Running ROS 3.24 on RB1000U, doing VLAN routing of IP traffic, most other features disabled, have a few simple queues, that’s about it.
Today I saw something that is a first in nearly a year (since I put this configuration into production): CPU usage briefly spiked to nearly 100%, and latency became severe, something like 50% packet loss. You can see the very short spikes on the graph below - it happened twice:
Unfortunately, by the time I determined that this was the cause of the latency vs some other network issue and was able to log in to Winbox, the incident had passed and CPU usage was already settling down to pre-spike levels. The second time it happened, it was away from the office, so I never had the chance.
There’s about 5 dozen client VLANs being routed by 1000U via a connected L2 switch. I figured this spike was due to some near-Gbps burst of traffic, but in fact there was only a moderate spike on just one client graph which corresponds exactly with each incident:
Now, this router has been stress-tested with a client a few months ago, who was doing traffic well in excess of 500Mbps, and it handled it fine, no latency. The config of the router has changed very little - a few client VLANs have been dropped, and few new ones have been added. The overall VLAN and IP address count is down, and the traffic is down.
So here’s the question: why did each of these 25Mbps - 30Mbps spikes on this one client VLAN bring the RB1000 to it’s knees? It’s routinely routing about 50Mbps - 80Mbps in each direction and CPU loading is steady at around 25%. Unfortunately I don’t have any data on the traffic from the incidents. I’ve emailed the client and asked him to check his logs; if he produces anything, I’ll post it here. But maybe someone out there has been down this road before, or has an idea?
On a related note, can someone suggest a good way to capture an log traffic data from the RB1000 in a way that will offer good forensics if this happens again? It seems from reading this forum that trafr is based on a very old linux kernel and is essentially broken on anything of recent vintage. Also, the sniffer itself seems kind of broken, at least from Winbox - I tried running to with the interface set just to one vlan, but even after applying that change, when I run it it captures data from every interface anyway!
It might have been a very small burst of bandwidth, but it may have been made up of very small packets. Unless you have a graph of the packet rates as well, you will not be able to determine this. I have seen commerical, big name firewalls brought to their knees with just 10Mb of traffic, but when examined turned out to be in excess of 30,000 packets per second.
Your RRD/MRTG graph has averaged out the peak of the bandwidth burst, and it was actually much higher than you can see. RRD normally uses a 5 minute averaging, so very quick spikes in traffic will not show up well. For example:
An RRD graph will record an average of 5Mb for that 5 minute window, even though it spiked to 20Mb. There’s also a chance that it did record a higher spike, but can’t display it due to the small pixel dimensions of your graph.
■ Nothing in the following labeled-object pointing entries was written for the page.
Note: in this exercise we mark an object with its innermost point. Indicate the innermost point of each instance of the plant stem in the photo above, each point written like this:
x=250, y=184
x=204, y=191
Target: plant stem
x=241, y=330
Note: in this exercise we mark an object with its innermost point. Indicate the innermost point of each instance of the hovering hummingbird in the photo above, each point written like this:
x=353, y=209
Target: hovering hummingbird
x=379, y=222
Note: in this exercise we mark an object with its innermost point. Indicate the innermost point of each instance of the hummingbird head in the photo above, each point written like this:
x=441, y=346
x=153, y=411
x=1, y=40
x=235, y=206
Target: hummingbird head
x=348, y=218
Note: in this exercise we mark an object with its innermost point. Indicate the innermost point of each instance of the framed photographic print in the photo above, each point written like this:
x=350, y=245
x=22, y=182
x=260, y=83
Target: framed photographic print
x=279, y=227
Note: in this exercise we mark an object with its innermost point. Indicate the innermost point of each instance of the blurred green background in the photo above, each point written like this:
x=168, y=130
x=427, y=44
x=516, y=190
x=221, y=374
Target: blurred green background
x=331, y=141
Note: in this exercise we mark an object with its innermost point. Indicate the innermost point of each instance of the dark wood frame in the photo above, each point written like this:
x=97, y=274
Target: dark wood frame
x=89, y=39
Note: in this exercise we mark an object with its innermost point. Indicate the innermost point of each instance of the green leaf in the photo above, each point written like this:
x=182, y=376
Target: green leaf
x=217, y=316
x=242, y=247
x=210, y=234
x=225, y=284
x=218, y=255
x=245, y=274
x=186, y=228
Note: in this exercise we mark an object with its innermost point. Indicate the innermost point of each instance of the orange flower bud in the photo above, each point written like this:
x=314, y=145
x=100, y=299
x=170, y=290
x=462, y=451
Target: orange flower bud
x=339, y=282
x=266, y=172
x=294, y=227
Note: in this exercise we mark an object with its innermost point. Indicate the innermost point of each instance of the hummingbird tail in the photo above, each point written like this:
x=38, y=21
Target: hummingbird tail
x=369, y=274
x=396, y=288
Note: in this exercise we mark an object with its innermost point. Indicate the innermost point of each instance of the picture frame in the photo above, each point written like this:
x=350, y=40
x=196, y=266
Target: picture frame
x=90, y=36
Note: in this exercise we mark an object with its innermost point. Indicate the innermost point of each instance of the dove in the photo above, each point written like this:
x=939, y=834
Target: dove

You can see this in the two graphs below. The first is from our cacti system, which uses RRD. When you cut it down to a one hour window, you can clearly see the 5 minute slots and a peak of 9Mb.
The graph for the same port from The Dude however tells a different story. As it polls every few seconds, it saw the true peak in bandwidth.. a spike of almost 60Mb.
In summary: Start graphing your packet rates in addition to bandwidth rates, and if possible setup a copy of the Dude someplace and monitor your RB1000 with it for a while. This will tell if it’s either packet rates, or bandwidth rates that are causing the issue.
It occurs to me after writing this that you’re probably using the built-in graphing, which in turn uses RRD, so you may have no idea what I’m talking about XD
I had suspected a high packet rate of very small packets. I understand what you are saying about the sampling frequency and the possibility to miss small extreme bursts in the graph. However, the client who was implicated in this is on a 100Mbps uplink, so that would be the limit of his burst, and as pointed out before the router has proven itself capable of handling 100’s of Mbps… with more typical packet sizes, that is.
I am using ROS’s built-in graph for the CPU usage, and mrtg for the client VLANs. I don’t think either one has the ability to graph packet size -is this something that The Dude can do? Also, I’ve noted that The Dude can run on an RB1000. Has anyone done this? Does it run alongside ROS, and how does one access the various Dude displays and screens?
You can run it on the RB1000, but I found it made an unacceptable amount of writes to the RB’s internal flash memory and really needs to be run on an external CF flash card - but The Dude cannot graph packet rates. MRTG can graph packet size, but I am unsure of the exact configuration. According to the MRTG docs, the following is an example of a packet-rate graph config:
Thanks for looking into that. I adapted that tempate a bit for my device, then pasted it into the mrtg config file for the router and gave it a run. I get this error:
SNMP Error:
Received SNMP response with error code
error status: noSuchName
index 1 (OID: 1.3.6.1.2.1.2.2.1.11.11)
SNMPv1_Session (remote host: "r1.0" [XXX.XXX.XXX.XXX].161)
community: "public"
request ID: 1868700253
PDU bufsize: 8000 bytes
timeout: 2s
retries: 5
backoff: 1)
at /usr/local/mrtg-2/bin/../lib/mrtg2/SNMP_util.pm line 490
SNMPGET Problem for .1.3.6.1.2.1.2.2.1.11.11 .1.3.6.1.2.1.2.2.1.17.11 sysUptime sysName on public@r1.0::::::v4only
at /usr/local/mrtg-2/bin/mrtg line 2150
So I guess the above OIDs are not quite right for the RB1000. I ran snmpwalk against the router, then grep’d for strings that contain ‘pkts’ and came up with thirteen counters each for unicast packets in and out - which of these would be the right one to query to get the total pps values for the RB1000 as a whole? I’ve set it up to use the .1 counter for each direction, simply because those had the largest value stored in their registers, and it’s graphing. But it would be great to get confirmation that these are the right ones.
Each of those numbers (or indexes) will correspond to a different interface. Check your snmpwalk output for “ifDescr” which should give you an indicator of which index matches up with which interface. Eg from a Cisco 24 port switch.
Your 1-4 probably correspond to the RB’s built in gigabit ports. The rest are probably your VLAN’s, bridges or whatever other virtual interfaces you have created.